L’effet rebond, un obstacle à la sauvegarde des ressources
L’exploitation du charbon étudié par Jevons correspond à un effet rebond direct, où le facteur déclenchant est directement lié à la production de la ressource. Plus la production de la ressource est efficace, plus son prix baisse. En vertu de l’élasticité prix / demande, la demande croît et, finalement, la consommation de la ressource augmente. L’effet rebond peut aussi être indirect quand le facteur déclenchant dépend d’une amélioration indirectement liée à la ressource. L’effet rebond, direct ou indirect, se mesure par rapport à la réduction potentielle de la consommation de la ressource. Il est nul si la réduction potentielle se réalise. Si la réduction constatée est inférieure, la perte du potentiel de réduction est appelée le rebond (de consommation), que l’on mesure en pourcentage de la réduction potentielle : un effet rebond de 50 % correspond à une réduction effective égale à la moitié de la réduction potentielle, et 100 % correspondent à l’absence de réduction. Plus de 100 % correspondent au cas où finalement plus de la ressource est consommée qu’initialement. Ce cas est appelé backfire, et on pourrait également l’appeler « boomerang ». Un bon exemple d’effet boomerang est l’effet du gain d’efficacité des automobiles sur la période 1990–2010 qui, conjugué au bas niveau de prix des carburants pendant la décennie 90, a finalement débouché sur un accroissement net des émissions des transports. Ce cas a eu également un autre effet systémique, en rendant possible de vivre toujours plus loin du lieu de travail, ce qui pose aujourd’hui un problème structurel.

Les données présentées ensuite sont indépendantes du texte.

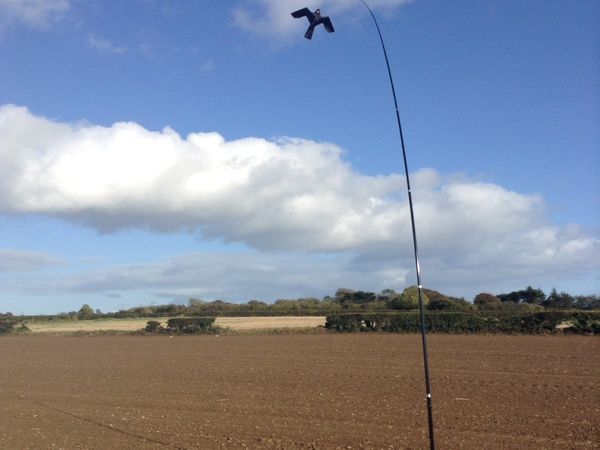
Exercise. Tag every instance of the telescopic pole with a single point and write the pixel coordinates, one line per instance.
(414, 234)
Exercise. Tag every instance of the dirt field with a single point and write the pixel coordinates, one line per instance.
(234, 323)
(298, 391)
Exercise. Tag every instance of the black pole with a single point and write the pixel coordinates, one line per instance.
(414, 233)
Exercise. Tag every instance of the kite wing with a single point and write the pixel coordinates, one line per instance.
(304, 12)
(327, 24)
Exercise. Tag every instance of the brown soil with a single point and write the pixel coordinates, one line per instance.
(298, 391)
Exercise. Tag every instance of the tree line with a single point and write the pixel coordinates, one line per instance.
(348, 300)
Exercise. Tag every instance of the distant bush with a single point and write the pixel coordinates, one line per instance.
(153, 326)
(191, 325)
(587, 322)
(11, 326)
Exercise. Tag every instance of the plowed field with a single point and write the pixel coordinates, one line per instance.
(298, 391)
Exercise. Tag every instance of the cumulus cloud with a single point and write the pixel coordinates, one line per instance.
(34, 13)
(272, 17)
(285, 195)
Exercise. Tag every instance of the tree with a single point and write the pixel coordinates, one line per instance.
(449, 304)
(483, 300)
(587, 302)
(529, 295)
(556, 300)
(409, 299)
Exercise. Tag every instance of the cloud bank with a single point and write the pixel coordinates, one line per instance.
(278, 197)
(33, 13)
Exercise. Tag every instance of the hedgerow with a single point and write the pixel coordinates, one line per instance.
(587, 322)
(191, 325)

“Une régulation environnementale paraît nécessaire.”
L’effet rebond accompagne le développement économique
L’effet rebond peut être vu comme un facteur positif de développement économique. Comme la ressource devient plus accessible, on peut satisfaire plus de besoins des populations, et c’est un moyen d’accélérer le développement. Mais, une fois atteint un niveau d’usage optimal et correspondant à de « vrais besoins », l’effet rebond finit par entraîner un gaspillage ; il devient un facteur négatif, car l’accélération du développement semble « ne plus en valoir la peine ». Sur la courbe de l’indice de développement humain (IDH), mesurant la satisfaction des populations pays par pays, en fonction du revenu moyen par habitant, on voit une croissance forte de l’indice lorsque l’économie satisfait les besoins essentiels et des besoins utiles, puis la croissance faiblit lorsqu’on arrive sur les besoins de confort, et devient négligeable sur les usages superflus et enfin sur les gaspillages. L’effet rebond peut être vu comme positif sur la partie ascendante de la courbe et négatif sur la partie asymptotique.
Le marché laisse libre cours à l’effet rebond, qu’il soit générateur d’usages utiles ou d’usages superflus. Une régulation environnementale paraît alors nécessaire pour le freiner s’il est problématique pour les usages superflus et les gaspillages. Des mécanismes de régulation techniquement et socialement recevables sont à imaginer afin d’intervenir prioritairement pour limiter les volumes de production à des niveaux compatibles avec la préservation des ressources et de l’environnement. On peut schématiser ce principe sur la courbe d’élasticité prix / demande : il s’agit de plafonner les quantités produites, en fixant des seuils d’alerte de consommation des ressources naturelles.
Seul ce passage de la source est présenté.